Caz frowned at the orchard. “The spell was written in a specific order . . .”

“It was also written with specific ingredients, and we varied that. One more experiment, Caz, and if it doesn’t work, we just sell jam.” She noticed that the singing tree had switched from an aria to a lullaby. Perhaps it would be silent soon. At least it was on pitch.

“Do it,” Caz said. “But if you start sprouting leaves . . .”

She faked a smile. “Then we’ll be plants together.”

“It would solve the food problem if you had chlorophyll.”

She finished preparing the pine cone and wondered if she was making a terrible mistake. If she activated the spell while she held it, would it turn on her? As much as she loved and respected Caz, she did not want to become anything other than a person.

On the other hand, if this worked and she proved she could enchant the pine cones before she sold them, then no one would witness her speaking the First Language, which would go a very long way toward convincing islanders this wasn’t a true spell.

“Kiela . . . you know this is a risk,” Caz said.
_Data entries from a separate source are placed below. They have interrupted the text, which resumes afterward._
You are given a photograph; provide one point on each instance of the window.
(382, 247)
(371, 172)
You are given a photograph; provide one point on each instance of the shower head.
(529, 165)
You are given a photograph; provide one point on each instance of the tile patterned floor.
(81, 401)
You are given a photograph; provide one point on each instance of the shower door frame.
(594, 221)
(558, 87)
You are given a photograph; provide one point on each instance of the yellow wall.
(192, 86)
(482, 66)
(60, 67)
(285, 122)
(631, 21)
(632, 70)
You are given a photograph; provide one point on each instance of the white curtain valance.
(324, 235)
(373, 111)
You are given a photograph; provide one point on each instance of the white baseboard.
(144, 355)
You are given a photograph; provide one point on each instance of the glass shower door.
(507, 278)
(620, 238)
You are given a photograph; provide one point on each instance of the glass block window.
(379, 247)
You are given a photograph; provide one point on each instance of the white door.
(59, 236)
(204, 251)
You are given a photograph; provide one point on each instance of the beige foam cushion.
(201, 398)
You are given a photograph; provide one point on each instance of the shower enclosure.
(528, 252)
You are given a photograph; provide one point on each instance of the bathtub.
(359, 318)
“Everything we’ve done from the moment those fires began has been a risk.” Speaking the words directly to the pine cone, she recited the spell. And then she held her breath.
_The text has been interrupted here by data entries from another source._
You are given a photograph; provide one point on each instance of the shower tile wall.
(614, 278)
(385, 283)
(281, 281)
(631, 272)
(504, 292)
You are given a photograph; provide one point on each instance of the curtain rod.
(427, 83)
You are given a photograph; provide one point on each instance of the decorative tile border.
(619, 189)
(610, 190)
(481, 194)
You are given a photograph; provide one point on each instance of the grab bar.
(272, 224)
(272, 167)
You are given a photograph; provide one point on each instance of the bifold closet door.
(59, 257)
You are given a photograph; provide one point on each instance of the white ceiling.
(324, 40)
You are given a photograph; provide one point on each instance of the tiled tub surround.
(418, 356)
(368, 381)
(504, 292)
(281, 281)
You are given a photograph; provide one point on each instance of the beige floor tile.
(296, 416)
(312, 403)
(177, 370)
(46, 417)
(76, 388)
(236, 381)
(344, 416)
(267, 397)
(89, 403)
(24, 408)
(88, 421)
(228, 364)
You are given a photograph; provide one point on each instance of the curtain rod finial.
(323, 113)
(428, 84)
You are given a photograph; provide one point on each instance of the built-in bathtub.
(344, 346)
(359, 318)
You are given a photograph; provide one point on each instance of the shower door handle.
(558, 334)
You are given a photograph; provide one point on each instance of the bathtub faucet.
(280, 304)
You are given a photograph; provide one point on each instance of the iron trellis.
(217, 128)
She didn’t feel any different.

“No leaves,” Caz reported.

Holding out her arm, she checked for any bark, leaves, or blossoms, but her arm looked the same shade of blue as always, if a little dry from being out in the sun all afternoon. She felt the same. Still blood in her veins, not chlorophyll. And she didn’t feel the urge to sing, which was nice. “All right, let’s see if the magic works at all.”

Kiela picked another apple tree and buried the pine cone between its roots. She stepped back without speaking and waited. Slowly, from the roots up, the tree came back to life. Leaves unfurled from the branches, the trunk thickened, and buds appeared. A few minutes later, the buds opened into blossoms.

“What if you wait longer between the spell and the burying?” Caz asked.

By sunset they had it: a slow-release spell to heal trees, encapsulated in a sticky pine cone.

Kiela and Caz spent the next day making jam, assembling pine cones, and preparing their shop for opening day. She positioned the jam jars on the new shelves, changed her mind and repositioned them, and then repositioned them again until Caz at last said, “It’s ready.”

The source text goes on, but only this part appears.